Okay, this is a tangent, but since I don't have a ton to say about Big Hero 6 (it's fine—I'll talk about it in a sec), lemme rant about Disney's approach to media properties. While I'm not necessarily thrilled about the concept of a single company sucking up every last IP it can get its grubby, Mickey-Mouse-gloved fingers on, I realize that's just a feature of the media landscape we're currently living in and I just have to deal with it, and like... fine. But what especially bugs me about Disney's particular way of gobbling up media properties is that once gobbled, each IP is then molded into Disney's image. On the one hand, this provides a solid quality control over the films, making sure that, I dunno, Star Wars doesn't do another Holiday Special or that if it does, it at least is sufficiently budgeted and fan-servicey that they can get away with it without a PR disaster. But on the other hand, it also means that you don't get nearly as many way-out-of-nowhere weird touches like the Viet Cong reimagined as teddy bears or a second trilogy of films whose whole point is to make the moral and philosophical ideologies of the original beloved trilogy seem corrosive and hollow, which I think puts a definitive cap on how good the media these IPs produce can be. Worse, these properties cease to really be their own thing and just become self-consciously an arm of the ever-growing hydra that is The Walt Disney Company. I mean, say what you will about the old pre-"Acquire Everything!" Disney, but at least there was a unifying aesthetic to the company's products. Now, you go to the Disney store and Mickey Mouse is sitting next to Darth Vader, and Iron Man is shaking hands with Stitch. You can go to Disney World and watch Stormtroopers march down a thoroughfare lined with Goofy and Cinderella mascots. It's like living inside The LEGO Movie, only the kid got a hold of the Kragle and froze everything in a state of chaotic permeability. Can these properties not just exist as their own thing? Does everything Disney owns have to become part of the Disney Media Marketing Universe? Because the sheer post-modernness of these IPs crashing together with thunderous cash register sounds is making me anxious.
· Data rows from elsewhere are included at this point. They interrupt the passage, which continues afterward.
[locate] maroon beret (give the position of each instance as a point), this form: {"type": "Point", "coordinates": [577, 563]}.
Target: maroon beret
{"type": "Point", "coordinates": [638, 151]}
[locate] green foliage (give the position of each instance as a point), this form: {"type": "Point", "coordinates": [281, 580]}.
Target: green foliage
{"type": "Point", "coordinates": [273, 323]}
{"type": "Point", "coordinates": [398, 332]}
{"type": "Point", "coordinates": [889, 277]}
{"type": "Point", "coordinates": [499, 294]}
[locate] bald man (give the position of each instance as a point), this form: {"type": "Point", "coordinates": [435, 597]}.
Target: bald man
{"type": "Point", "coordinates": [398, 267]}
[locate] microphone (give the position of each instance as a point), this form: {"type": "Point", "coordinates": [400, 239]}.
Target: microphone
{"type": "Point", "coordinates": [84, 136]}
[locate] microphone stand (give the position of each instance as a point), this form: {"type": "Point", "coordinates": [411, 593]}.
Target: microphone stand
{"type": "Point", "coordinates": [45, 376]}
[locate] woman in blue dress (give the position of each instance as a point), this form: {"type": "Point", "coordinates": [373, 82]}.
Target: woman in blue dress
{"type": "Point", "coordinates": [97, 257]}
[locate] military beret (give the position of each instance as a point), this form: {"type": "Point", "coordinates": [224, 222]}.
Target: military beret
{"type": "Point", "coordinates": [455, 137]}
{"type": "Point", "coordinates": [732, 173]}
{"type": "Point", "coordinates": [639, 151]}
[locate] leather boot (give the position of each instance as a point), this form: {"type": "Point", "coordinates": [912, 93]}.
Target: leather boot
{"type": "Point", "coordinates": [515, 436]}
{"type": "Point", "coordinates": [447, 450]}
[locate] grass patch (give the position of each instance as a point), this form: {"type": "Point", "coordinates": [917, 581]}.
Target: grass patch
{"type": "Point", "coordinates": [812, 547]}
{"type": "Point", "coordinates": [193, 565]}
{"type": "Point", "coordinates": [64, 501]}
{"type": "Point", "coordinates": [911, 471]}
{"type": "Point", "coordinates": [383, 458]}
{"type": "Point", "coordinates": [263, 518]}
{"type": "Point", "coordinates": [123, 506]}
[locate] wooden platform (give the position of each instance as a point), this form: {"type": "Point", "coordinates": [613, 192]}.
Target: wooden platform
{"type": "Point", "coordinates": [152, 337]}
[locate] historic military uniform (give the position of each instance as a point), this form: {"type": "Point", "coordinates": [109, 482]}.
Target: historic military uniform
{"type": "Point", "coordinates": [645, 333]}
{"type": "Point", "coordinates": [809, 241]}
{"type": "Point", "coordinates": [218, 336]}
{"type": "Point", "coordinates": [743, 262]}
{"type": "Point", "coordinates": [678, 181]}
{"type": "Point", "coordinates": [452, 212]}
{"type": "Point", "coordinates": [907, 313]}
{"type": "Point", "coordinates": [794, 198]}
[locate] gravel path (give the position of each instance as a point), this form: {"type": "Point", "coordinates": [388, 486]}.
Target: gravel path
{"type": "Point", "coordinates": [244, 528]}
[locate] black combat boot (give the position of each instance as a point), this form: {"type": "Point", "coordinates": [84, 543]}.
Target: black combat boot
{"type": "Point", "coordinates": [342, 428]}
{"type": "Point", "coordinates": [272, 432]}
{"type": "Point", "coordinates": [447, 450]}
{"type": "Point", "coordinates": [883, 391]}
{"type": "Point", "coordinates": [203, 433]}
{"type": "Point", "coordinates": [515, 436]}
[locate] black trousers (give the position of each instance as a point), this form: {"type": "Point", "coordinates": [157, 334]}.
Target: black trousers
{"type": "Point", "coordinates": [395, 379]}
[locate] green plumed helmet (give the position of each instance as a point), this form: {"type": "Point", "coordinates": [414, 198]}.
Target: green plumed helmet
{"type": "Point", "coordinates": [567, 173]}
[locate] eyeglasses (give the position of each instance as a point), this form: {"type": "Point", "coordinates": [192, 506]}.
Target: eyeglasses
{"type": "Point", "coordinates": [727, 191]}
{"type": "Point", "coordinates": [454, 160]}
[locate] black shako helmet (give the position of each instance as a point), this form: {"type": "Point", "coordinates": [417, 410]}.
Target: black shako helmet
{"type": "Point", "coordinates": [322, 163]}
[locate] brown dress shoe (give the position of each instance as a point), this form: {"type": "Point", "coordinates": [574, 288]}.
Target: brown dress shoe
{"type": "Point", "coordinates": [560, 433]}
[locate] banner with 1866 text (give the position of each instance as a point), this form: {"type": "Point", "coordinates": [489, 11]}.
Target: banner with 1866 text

Anyway, that's just a long way to say that Big Hero 6 is the first canonical Walt Disney Animation Studios film to be based on Marvel source material, and the sheer corporate synergy of that bugs me. Can't we keep the Marvel parts of Disney separate from the Animation Studios parts of Disney? I guess not. But oh well. All that aside, it's an alright movie, though I'd say it's probably my least-favorite of the Revival films. It has a strong emotional through line with the relationship between Hiro and his brother, and Baymax is just delightful and delightfully animated (he's basically a gigantic balloon, which is a lot of fun to watch). But the plot is messy, and while a lot of Disney Revival plots are messy and fragmented and lose track of their pieces as time goes on (*cough*Frozen*cough*), Big Hero 6 doesn't have nearly the high points the other movies do that help us viewers forget about the chunky, uneven plot rollout and the inconsistent stakes. And since race came up in the Facebook discussion for my last post, I'll also say that this movie does a nice thing most Disney movies don't regarding race, in that Hiro's Asian-American ethnicity isn't lampshaded or the point of his character—it's just a normal detail of the character, which is I think we will hopefully arrive one day regarding racial representation in media. Not that the celebration of distinct ethnicities isn't worthwhile, but it's pretty rare (and valuable, I think) to see a movie so casually normalize an Asian-American protagonist as just not a big deal. Anyway, aside from all the ranty stuff above, I don't really have strong feelings about this movie, so maybe you readers can tell me what you like about it.